2013-10-22 Thread Zach Beane
Faré fah...@gmail.com writes:

 No, that's the opposite: if it's preloaded, it should *never* be found
 in preference to anything else, it's just available in the image as a
 fallback in case no source code was found. And I don't want people to
 have to retroactively modify quicklisp so it bumps
 sysdef-preloaded-system-search in last position, either. Therefore,
 I'm having sysdef-preloaded-system-search be a magic case at the end
 of search-for-system-definition. Notice: not at the beginning. At the
 beginning, we magically have find-system-if-being-defined to avoid
 infinite recursion.

 preloaded means: the code is already in the image, though the source
 might not be available.

Thanks for clarifying. Can this behavior only be changed by modifying
the internals of ASDF?

Zach



[asdf-devel] Re: Solved

2013-10-22 Thread Faré
On Tue, Oct 22, 2013 at 4:36 PM, Zach Beane x...@xach.com wrote:
 Faré fah...@gmail.com writes:
 preloaded means: the code is already in the image, though the source
 might not be available.

 Thanks for clarifying. Can this behavior only be changed by modifying
 the internals of ASDF?

I'm not sure what you call this behavior, but yes, upgrade to a new
ASDF (and getting it fixed if there's a bug) is probably the official
solution as long as ASDF is being maintained. In case ASDF falls back
into not being actively maintained anymore, you can always override
functions, the way we used to do it in ASDF 1 days.
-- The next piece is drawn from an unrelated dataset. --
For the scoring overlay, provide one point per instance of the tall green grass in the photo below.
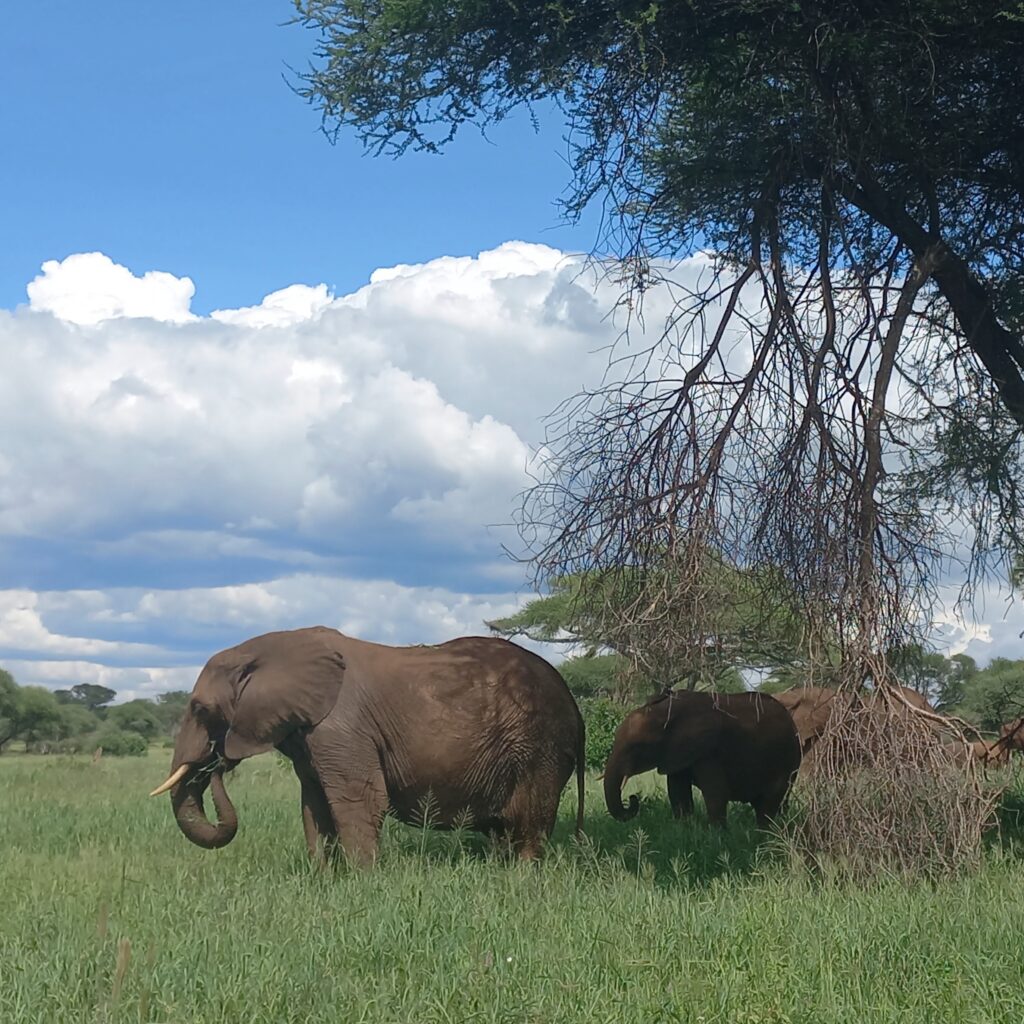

Yay for dynamic
binding in CL.

—♯ƒ • François-René ÐVB Rideau •ReflectionCybernethics• http://fare.tunes.org
On the subject of C program indentation:

In My Egotistical Opinion, most people's C programs should be
indented six feet downward and covered with dirt.
— Blair P. Houghton



[asdf-devel] Re: Solved

2013-10-22 Thread Zach Beane
Faré fah...@gmail.com writes:

 I'm not sure what you call this behavior, but yes, upgrade to a new
 ASDF (and getting it fixed if there's a bug) is probably the official
 solution as long as ASDF is being maintained. In case ASDF falls back
 into not being actively maintained anymore, you can always override
 functions, the way we used to do it in ASDF 1 days. Yay for dynamic
 binding in CL.

Is there a supported way to enumerate preloaded systems?